The effect was noticeable even among individuals who are well aware of the deterministic nature of the output of the program. This was attributed to subtle cognitive dissonance, between users awareness of programming limitation and their reaction to the questions posed by the machine. This certainly had an impact in how people started to approach AI, rather than trying to pass Turing Test by explicit programming, people focussed on principles of Social Engineering.

Reinforcing Stereotypes

While Eliza Effect seems like merely another reactionary effect at surface level, at a deeper level we can notice that it reinforces the gender stereotypes we have build up in our heads. I’ve already discussed built-in bias in another post, so I’m going to focus only some more prominent and direct cases of stereotypes and bias here.

It’s probably not a mystery why many of the virtual assistant have female name or voice. When asked “What is you gender?” to voice assistants, it declines having any gender as its an AI. However having default female sound (although most have a wider array of choices now) only reinforces and encourages stereotypes of women being submissive and compliant.

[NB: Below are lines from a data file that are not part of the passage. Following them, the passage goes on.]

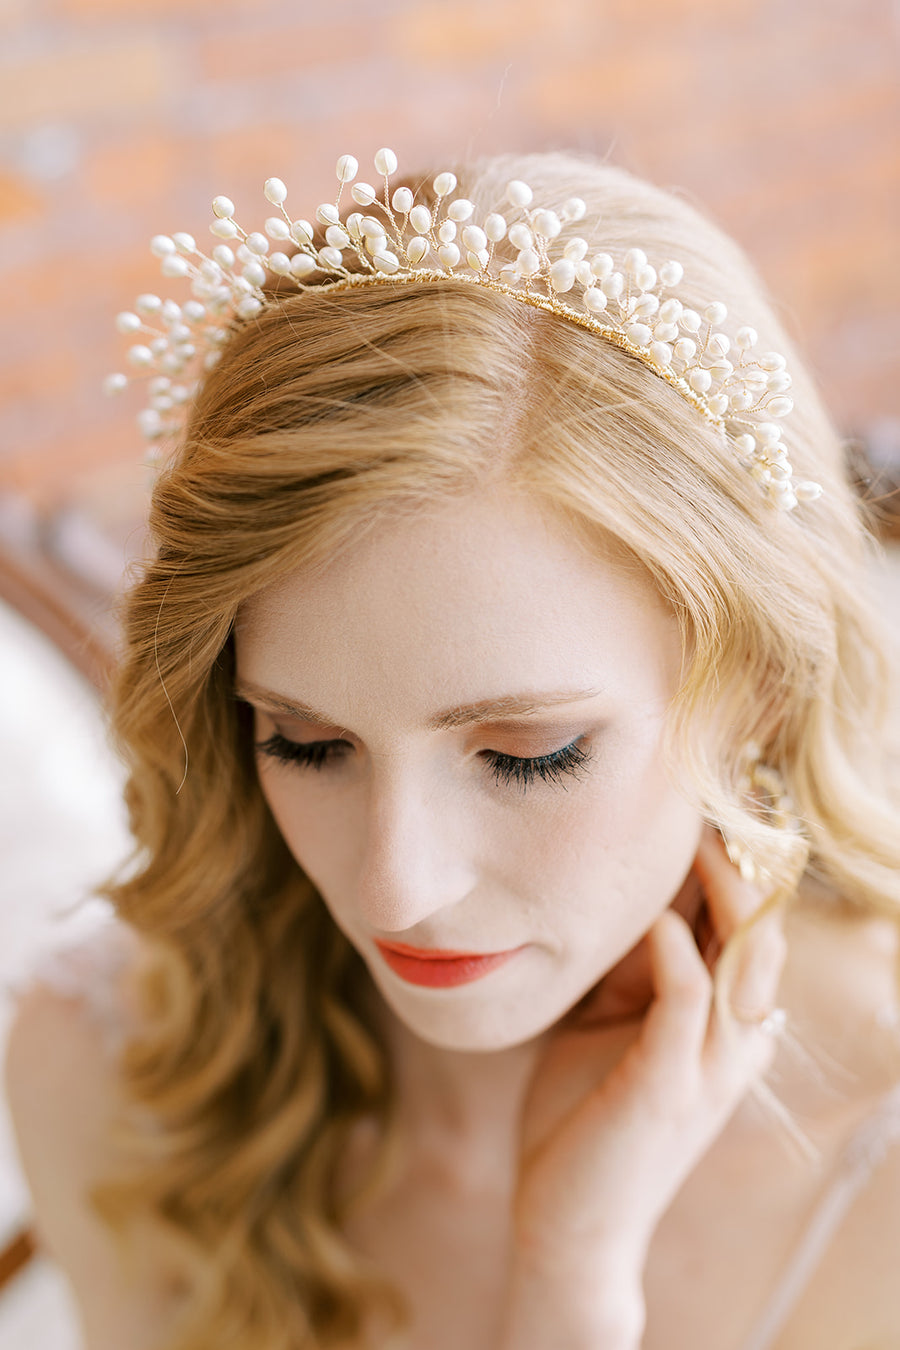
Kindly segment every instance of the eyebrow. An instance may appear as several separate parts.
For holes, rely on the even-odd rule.
[[[473,726],[480,722],[503,721],[507,718],[528,717],[564,703],[585,703],[597,698],[601,689],[555,689],[536,693],[502,694],[499,698],[483,698],[477,703],[460,703],[454,708],[445,708],[428,719],[426,726],[431,731],[448,731],[456,727]],[[255,703],[264,711],[284,713],[289,717],[302,718],[315,726],[334,727],[338,723],[326,713],[287,698],[270,689],[263,689],[250,680],[240,680],[235,688],[235,696]]]

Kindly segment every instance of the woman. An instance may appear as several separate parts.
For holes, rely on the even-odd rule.
[[[900,848],[834,431],[683,202],[376,169],[317,230],[217,198],[211,257],[154,240],[192,300],[119,320],[144,430],[194,396],[114,700],[125,1044],[44,980],[7,1069],[88,1350],[887,1350]]]

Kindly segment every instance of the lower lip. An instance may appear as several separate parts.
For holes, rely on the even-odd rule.
[[[408,984],[425,985],[428,989],[449,989],[457,984],[471,984],[489,975],[492,970],[503,966],[516,955],[519,948],[510,952],[494,952],[490,956],[408,956],[383,947],[376,947],[395,975]]]

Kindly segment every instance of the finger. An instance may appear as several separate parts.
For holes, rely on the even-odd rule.
[[[656,997],[644,1019],[641,1048],[665,1092],[684,1089],[706,1042],[712,980],[694,935],[672,910],[648,934]]]
[[[763,893],[744,880],[729,858],[722,836],[711,825],[704,828],[694,868],[703,883],[713,928],[725,946],[763,904]]]
[[[767,914],[738,942],[729,1004],[737,1021],[759,1023],[775,1007],[787,955],[780,916]]]

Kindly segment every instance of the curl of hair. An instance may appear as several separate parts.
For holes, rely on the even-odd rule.
[[[678,258],[686,303],[724,299],[788,355],[785,438],[795,473],[825,496],[771,510],[651,371],[474,286],[273,295],[235,326],[156,486],[155,556],[127,599],[114,693],[138,865],[107,893],[148,956],[142,1029],[121,1062],[134,1168],[96,1201],[123,1233],[151,1214],[183,1253],[188,1315],[171,1350],[333,1347],[374,1316],[403,1320],[342,1237],[394,1139],[367,975],[269,815],[233,693],[240,605],[276,578],[388,512],[499,477],[535,494],[585,547],[612,541],[677,616],[672,763],[707,818],[768,861],[773,903],[806,869],[835,897],[900,915],[887,669],[862,598],[871,545],[757,278],[693,208],[621,171],[565,155],[459,170],[481,212],[502,209],[513,177],[544,200],[577,192],[602,221],[590,244]],[[783,776],[795,832],[742,795],[748,741]],[[349,1189],[342,1163],[363,1120],[382,1143]]]

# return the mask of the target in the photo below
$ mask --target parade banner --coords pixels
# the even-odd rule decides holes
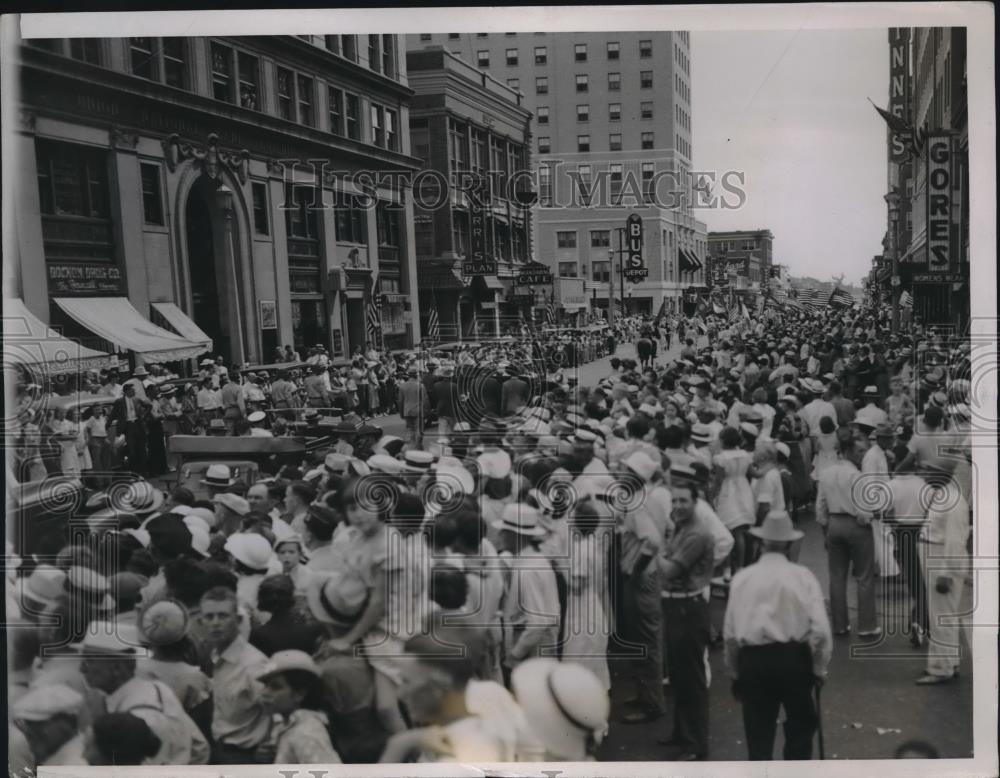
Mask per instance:
[[[951,267],[951,152],[950,134],[927,138],[927,270],[948,273]]]
[[[114,265],[50,262],[49,294],[53,297],[82,295],[122,295],[125,284],[121,270]]]
[[[906,122],[906,96],[909,86],[907,83],[909,35],[910,31],[906,28],[893,27],[889,30],[889,113],[903,122]],[[893,162],[906,161],[911,134],[912,129],[909,127],[903,132],[893,131],[892,145],[889,149]]]
[[[489,210],[489,189],[481,185],[469,193],[469,242],[468,259],[462,263],[462,275],[495,276],[497,263],[490,254],[489,229],[486,214]]]

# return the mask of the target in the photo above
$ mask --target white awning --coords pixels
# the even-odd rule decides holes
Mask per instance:
[[[184,311],[173,303],[153,303],[152,305],[153,310],[163,317],[174,332],[192,343],[204,345],[206,351],[212,350],[212,339],[202,331],[201,327],[191,321]]]
[[[157,327],[125,297],[57,297],[56,304],[91,332],[121,351],[134,351],[139,362],[175,362],[208,351]]]
[[[19,298],[3,301],[3,361],[50,375],[118,366],[113,354],[81,346],[50,329]]]

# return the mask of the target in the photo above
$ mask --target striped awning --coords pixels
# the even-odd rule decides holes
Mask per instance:
[[[118,367],[118,357],[64,338],[19,298],[3,301],[3,361],[49,375]]]
[[[465,284],[458,271],[451,267],[419,268],[417,284],[421,289],[463,289]]]

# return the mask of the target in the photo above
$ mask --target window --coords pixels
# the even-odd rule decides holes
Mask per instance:
[[[399,262],[399,247],[402,245],[400,213],[399,208],[391,203],[379,202],[375,208],[379,261]]]
[[[375,103],[372,103],[370,108],[372,119],[372,143],[376,146],[385,146],[385,128],[382,126],[384,111],[382,106],[375,105]]]
[[[622,104],[621,103],[611,103],[608,105],[608,119],[613,122],[621,121],[622,118]]]
[[[295,104],[292,98],[292,71],[285,68],[277,70],[278,116],[288,121],[295,121]]]
[[[253,230],[258,235],[270,235],[271,225],[267,210],[267,184],[254,181],[251,185],[253,193]]]
[[[448,33],[449,40],[458,40],[458,37],[459,37],[459,35],[458,35],[457,32],[449,32]]]
[[[376,73],[382,70],[382,47],[378,35],[368,36],[368,67]]]
[[[642,198],[646,204],[653,202],[655,192],[655,185],[653,184],[653,175],[655,173],[655,165],[652,162],[642,163]]]
[[[590,136],[589,135],[577,135],[576,136],[576,150],[577,151],[590,151]]]
[[[353,195],[335,192],[334,225],[340,243],[368,243],[368,213]]]
[[[590,79],[586,75],[578,75],[576,77],[576,91],[586,92],[590,84]]]
[[[420,36],[423,40],[423,36]],[[340,54],[340,36],[339,35],[324,35],[323,42],[326,45],[327,51],[332,51],[334,54]]]
[[[642,133],[642,148],[651,149],[653,148],[653,133],[644,132]]]
[[[577,62],[586,62],[587,61],[587,44],[586,43],[577,43],[573,47],[573,56],[574,56],[574,58],[576,59]]]
[[[608,73],[608,91],[618,92],[622,88],[622,74]]]
[[[507,49],[507,65],[509,67],[514,67],[517,65],[517,49]]]
[[[590,165],[577,165],[576,174],[580,189],[580,197],[584,203],[590,203]]]
[[[652,101],[646,101],[639,104],[639,118],[640,119],[652,119],[653,118],[653,103]]]
[[[73,59],[78,59],[81,62],[89,62],[91,65],[100,65],[100,38],[70,38],[69,55]]]
[[[236,59],[240,80],[240,105],[252,111],[259,110],[260,66],[257,58],[241,51],[236,55]]]
[[[311,186],[285,187],[285,229],[289,238],[319,238],[316,210],[320,206],[318,192]]]
[[[535,79],[535,94],[547,95],[549,93],[549,79],[546,76],[538,76]]]
[[[156,80],[156,57],[153,56],[155,44],[153,41],[154,38],[129,38],[129,59],[132,64],[132,73],[141,78],[148,78],[150,81]],[[218,46],[217,43],[212,44],[213,64],[216,46]]]
[[[163,195],[160,190],[160,166],[143,162],[139,165],[142,179],[142,219],[146,224],[163,224]]]
[[[308,76],[299,75],[296,91],[299,98],[299,122],[312,127],[315,123],[315,114],[313,114],[313,80]]]
[[[488,68],[490,66],[490,53],[486,49],[481,49],[476,52],[476,64],[481,68]]]
[[[576,107],[576,120],[578,122],[589,122],[590,121],[590,106],[589,105],[578,105]]]
[[[396,36],[382,36],[382,73],[389,78],[396,77]]]
[[[591,230],[590,247],[593,249],[608,248],[611,246],[611,230]]]
[[[653,56],[653,41],[639,41],[639,57],[647,59]]]
[[[560,262],[559,275],[563,278],[576,278],[576,262]]]
[[[548,154],[552,150],[552,139],[547,137],[541,137],[538,139],[538,153]]]
[[[357,35],[341,35],[340,36],[340,50],[344,53],[344,56],[351,62],[358,61],[358,36]]]
[[[488,38],[488,37],[490,37],[490,34],[488,32],[477,32],[476,33],[476,37],[477,38]]]
[[[618,59],[621,56],[621,44],[618,41],[608,41],[608,59]]]
[[[538,119],[538,123],[539,124],[548,124],[549,123],[549,107],[547,105],[539,106],[539,108],[538,108],[538,110],[536,112],[536,118]]]
[[[429,41],[433,36],[429,32],[420,33],[420,40]]]
[[[509,86],[511,89],[520,89],[521,88],[521,79],[519,79],[519,78],[508,78],[507,79],[507,86]]]
[[[643,88],[643,89],[652,89],[653,88],[653,71],[652,70],[643,70],[639,74],[639,86],[641,88]]]
[[[399,151],[399,115],[385,109],[385,147],[389,151]]]
[[[610,262],[602,260],[600,262],[591,262],[590,265],[593,268],[592,278],[594,281],[603,281],[604,283],[607,283],[611,280]]]
[[[535,64],[546,65],[549,61],[548,47],[535,46]]]
[[[608,150],[609,151],[622,150],[622,135],[620,132],[613,132],[608,136]]]
[[[347,137],[361,140],[361,101],[357,95],[344,93],[344,121]]]
[[[538,167],[538,203],[543,207],[552,205],[552,169],[548,165]]]
[[[344,93],[339,89],[326,88],[327,104],[329,105],[330,132],[334,135],[344,134]]]
[[[448,120],[448,155],[452,170],[469,170],[469,142],[466,137],[466,128],[464,124],[453,119]],[[485,164],[484,151],[483,165]]]
[[[576,248],[576,232],[574,230],[567,230],[556,233],[556,246],[561,249],[575,249]]]
[[[618,162],[614,162],[608,166],[608,172],[611,173],[611,198],[612,202],[615,201],[622,193],[622,166]]]
[[[49,216],[110,216],[107,153],[69,143],[35,142],[41,212]]]

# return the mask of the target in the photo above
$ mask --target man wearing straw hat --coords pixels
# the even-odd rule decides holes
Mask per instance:
[[[740,570],[729,589],[723,624],[733,693],[743,705],[747,755],[770,760],[778,709],[785,709],[785,759],[810,759],[819,719],[812,697],[833,650],[823,590],[806,567],[788,560],[802,532],[787,511],[771,511],[750,530],[760,559]]]

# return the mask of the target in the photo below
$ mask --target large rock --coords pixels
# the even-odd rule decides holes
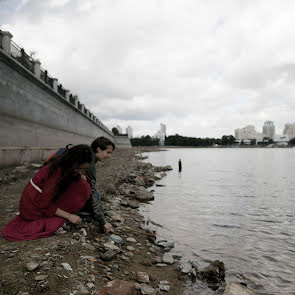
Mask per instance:
[[[255,295],[257,293],[238,283],[229,283],[226,286],[223,294],[224,295]]]
[[[135,284],[122,280],[113,280],[100,289],[97,295],[135,295]]]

Figure 2. Survey Conducted by Real Researcher.

The argument that this is not stereotyping but rather merely satisfying the demand falls flat, considering a survey conducted by Real Researcher this year. We can see that the preference for having a Female Voice is actually a minority, further stressed by the fact that 80% of the responders believe that initiative taken by companies like Amazon and Apple to not make female voice default contributes towards gender equality.